# Gas/Diesel substitute



## iForgeDesigns (May 15, 2013)

I once heard that there was a natural way to create a gasoline or diesel substitute from wood. Is that true or is anything even remotely close to this concept?


----------



## Bobbb (Jan 7, 2012)

Wood gas is what you want to focus your research on.


----------



## d_saum (Jan 17, 2012)

Oh good grief... they did that to an El Camino??? Shame.. an old truck or something... okay.. but an El Camino? Really? Oh well.. and yeah, google "wood gassifier".


----------



## Bobbb (Jan 7, 2012)

d_saum said:


> Oh good grief... they did that to an El Camino??? Shame.. an old truck or something... okay.. but an El Camino? Really? Oh well.. and yeah, google "wood gassifier".


You don't understand.
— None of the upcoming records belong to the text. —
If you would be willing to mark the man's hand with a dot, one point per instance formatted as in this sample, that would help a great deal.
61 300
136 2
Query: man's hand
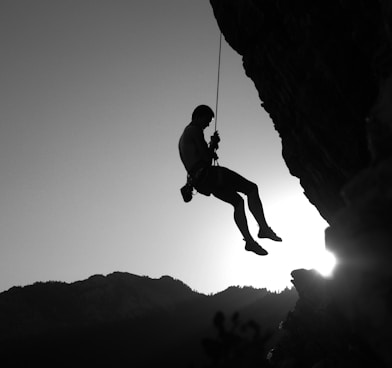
215 139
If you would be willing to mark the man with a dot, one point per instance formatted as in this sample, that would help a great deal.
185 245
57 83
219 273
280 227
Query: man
223 183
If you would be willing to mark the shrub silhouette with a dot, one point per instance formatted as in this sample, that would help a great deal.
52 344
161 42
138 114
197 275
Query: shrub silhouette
237 344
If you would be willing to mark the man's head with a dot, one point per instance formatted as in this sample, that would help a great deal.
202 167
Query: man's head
202 115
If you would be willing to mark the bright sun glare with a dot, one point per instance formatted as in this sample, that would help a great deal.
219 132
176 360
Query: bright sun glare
303 246
325 263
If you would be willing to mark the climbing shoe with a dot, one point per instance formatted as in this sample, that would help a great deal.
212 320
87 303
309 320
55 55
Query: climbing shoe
269 233
253 246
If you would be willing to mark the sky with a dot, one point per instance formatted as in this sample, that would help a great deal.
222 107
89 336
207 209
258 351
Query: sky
95 95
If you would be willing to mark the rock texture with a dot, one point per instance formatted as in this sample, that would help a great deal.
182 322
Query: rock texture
323 73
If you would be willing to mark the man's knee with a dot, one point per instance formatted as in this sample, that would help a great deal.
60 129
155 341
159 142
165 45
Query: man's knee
238 201
252 188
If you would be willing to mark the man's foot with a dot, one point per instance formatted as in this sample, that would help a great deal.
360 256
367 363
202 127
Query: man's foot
268 233
253 246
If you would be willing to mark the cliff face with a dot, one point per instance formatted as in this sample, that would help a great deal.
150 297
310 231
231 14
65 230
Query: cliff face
323 73
316 66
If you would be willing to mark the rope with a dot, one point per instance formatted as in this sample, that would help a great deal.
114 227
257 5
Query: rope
217 84
215 162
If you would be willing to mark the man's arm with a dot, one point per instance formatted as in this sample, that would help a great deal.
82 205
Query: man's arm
206 152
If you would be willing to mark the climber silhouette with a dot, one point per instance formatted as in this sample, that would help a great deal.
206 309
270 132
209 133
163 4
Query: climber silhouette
222 182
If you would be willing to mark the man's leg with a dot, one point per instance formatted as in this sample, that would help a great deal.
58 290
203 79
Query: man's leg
237 202
238 183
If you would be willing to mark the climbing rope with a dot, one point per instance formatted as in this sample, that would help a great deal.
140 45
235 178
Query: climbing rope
215 161
218 81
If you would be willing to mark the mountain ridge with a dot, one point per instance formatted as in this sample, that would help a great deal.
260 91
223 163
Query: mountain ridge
136 318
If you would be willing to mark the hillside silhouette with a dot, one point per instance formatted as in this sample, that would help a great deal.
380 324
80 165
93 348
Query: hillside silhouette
123 319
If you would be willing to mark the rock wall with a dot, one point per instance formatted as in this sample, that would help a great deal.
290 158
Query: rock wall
316 66
322 70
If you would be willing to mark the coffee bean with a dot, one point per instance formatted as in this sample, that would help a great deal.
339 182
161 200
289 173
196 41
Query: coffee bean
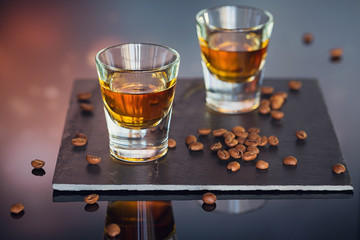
264 109
91 199
263 141
196 146
235 153
233 166
86 107
231 142
93 159
300 134
277 115
308 38
262 165
216 147
16 208
238 129
85 96
273 140
265 102
204 131
241 148
253 130
190 139
249 156
290 161
171 143
37 163
228 135
223 154
294 84
79 142
253 149
267 90
209 198
336 53
218 132
339 168
113 230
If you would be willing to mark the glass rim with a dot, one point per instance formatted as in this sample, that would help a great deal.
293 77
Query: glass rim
256 27
177 59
That modification simply makes it* more fun* for the next owner to restore it to factory specs. See? Simple.


----------



## Tirediron (Jul 12, 2010)

methanol can be produced from wood, is liquid and makes a decent motor fuel, but is kind of poisonous thru contact. creosote if thin enough should work in a diesel. plant oils when thinned (by heat is best) work fairly well in most diesels, but too many people have fallen for the biodiesel craze in which a chemical process needs to happen and involves a waste product
Search SVO or straight vegitable oil as motor fuel. Wood gas can run an engine but it takes a lot of operator input and a contraption to do it. 
Rudolph Diesel designed the engine named after him to run on plant oils.


----------



## iForgeDesigns (May 15, 2013)

So as I understand it, in order to even use wood gas you have to build a contraption? And how exactly does vegetable oil work? I'm not really understanding clearly.


----------



## Bobbb (Jan 7, 2012)

iForgeDesigns said:


> So as I understand it, in order to even use wood gas you have to build a contraption? And how exactly does vegetable oil work? I'm not really understanding clearly.
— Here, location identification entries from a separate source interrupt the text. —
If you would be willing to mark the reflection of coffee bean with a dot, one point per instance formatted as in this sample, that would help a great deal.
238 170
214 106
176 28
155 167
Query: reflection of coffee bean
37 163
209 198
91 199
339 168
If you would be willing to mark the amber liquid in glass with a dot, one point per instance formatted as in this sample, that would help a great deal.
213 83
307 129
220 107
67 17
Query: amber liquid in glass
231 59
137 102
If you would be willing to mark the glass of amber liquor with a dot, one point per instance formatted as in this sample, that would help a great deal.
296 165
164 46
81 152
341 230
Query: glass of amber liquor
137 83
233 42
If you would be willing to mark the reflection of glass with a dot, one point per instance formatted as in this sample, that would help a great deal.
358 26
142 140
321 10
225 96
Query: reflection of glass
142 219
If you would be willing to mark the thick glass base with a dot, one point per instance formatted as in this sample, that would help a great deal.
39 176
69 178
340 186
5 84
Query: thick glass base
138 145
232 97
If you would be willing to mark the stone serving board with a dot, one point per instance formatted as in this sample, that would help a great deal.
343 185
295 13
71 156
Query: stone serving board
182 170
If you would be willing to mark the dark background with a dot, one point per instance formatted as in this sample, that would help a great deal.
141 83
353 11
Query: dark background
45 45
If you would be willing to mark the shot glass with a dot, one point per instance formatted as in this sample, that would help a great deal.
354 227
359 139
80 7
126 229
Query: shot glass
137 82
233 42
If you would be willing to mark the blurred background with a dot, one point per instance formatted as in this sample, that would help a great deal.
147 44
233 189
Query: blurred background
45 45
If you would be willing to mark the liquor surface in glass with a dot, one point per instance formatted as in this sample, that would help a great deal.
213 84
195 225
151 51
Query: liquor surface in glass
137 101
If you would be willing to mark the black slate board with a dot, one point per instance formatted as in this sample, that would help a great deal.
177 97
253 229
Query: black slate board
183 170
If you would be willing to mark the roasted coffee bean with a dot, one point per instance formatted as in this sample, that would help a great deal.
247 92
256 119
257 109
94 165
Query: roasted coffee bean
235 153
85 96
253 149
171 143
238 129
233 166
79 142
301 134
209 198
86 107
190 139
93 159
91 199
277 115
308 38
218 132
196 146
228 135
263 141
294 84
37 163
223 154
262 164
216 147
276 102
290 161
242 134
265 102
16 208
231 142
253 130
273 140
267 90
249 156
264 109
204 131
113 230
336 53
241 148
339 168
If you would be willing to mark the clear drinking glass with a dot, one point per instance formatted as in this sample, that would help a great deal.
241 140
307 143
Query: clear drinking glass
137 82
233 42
Wikipedia. Vegetable oil fuel.


----------



## cowboyhermit (Nov 10, 2012)

Probably wood gas that you are thinking of but it is possible to produce Bio-oil from wood, this is similar to crude oil. I think I posted a video, maybe it was someone else, of a backyard setup with some fractional refining but I don't really feel like digging for it ATM.

Here is a bit of info
http://en.wikipedia.org/wiki/Bio-oil
http://www.che.ncsu.edu/ILEET/CHE596web_Fall2011/resources/biomass-biofuels/Pyrolysis-of-Wood.pdf
http://green.blogs.nytimes.com/2012/11/08/turning-wood-chips-into-gasoline/


----------



## Tirediron (Jul 12, 2010)

Before you begin looking too hard at alternative fuels, a firm understanding of how a spark ignition engine (Gasoline or propane) burns fuel compared to a how compression ignition engine (Diesel) is nessicary or it is easy to get overwhelmed by the differences and nomenclature. 

To give a generic answer to the how does vegitable oil work question. 
Vegitable oil, when thinned to lower viscosity can be burned in many diesel engines, but it needs to have the right PH level and be free of water and other "contaminants", it requires knowledge and time to experiment.

In a SHTF scenario where there was no other fuel available, then engine life etc would be of a much lower concern than actually being able to get useful work out of an engine rather than its being an artifact.


----------



## LincTex (Apr 1, 2011)

Spark ignition engines can run on a variety of flammable vapors, and many flammable liquids that vaporize easily. Hundreds of options!!

Diesels need oily liquids as fuels that will burn but don't need to be flammable. Even melted butter will run in a diesel engine..... but care must be taken for the fuels because the injection pump and fuel injector both have a lot of critical tolerances.


----------



## Tirediron (Jul 12, 2010)

here is the bio crude video that Cowboyhermit refered to earlier


----------



## cowboyhermit (Nov 10, 2012)

Thanks Tirediron, that guy is a character and he has a few things not right but still nice to see someone doing this stuff. I should have looked it up but am trying to get some seeding done, meanwhile taking care of some cows calving and everything just got so bunched up this spring:gaah:

But the concept is sound, has been done on large and small scale, how practical it is:dunno: depends on the cost and availability of crude I guess.


----------



## Startingout-Blair (Aug 28, 2012)

LincTex said:


> Spark ignition engines can run on a variety of flammable vapors, and many flammable liquids that vaporize easily. Hundreds of options!!
> 
> Diesels need oily liquids as fuels that will burn but don't need to be flammable. Even melted butter will run in a diesel engine..... but care must be taken for the fuels because the injection pump and fuel injector both have a lot of critical tolerances.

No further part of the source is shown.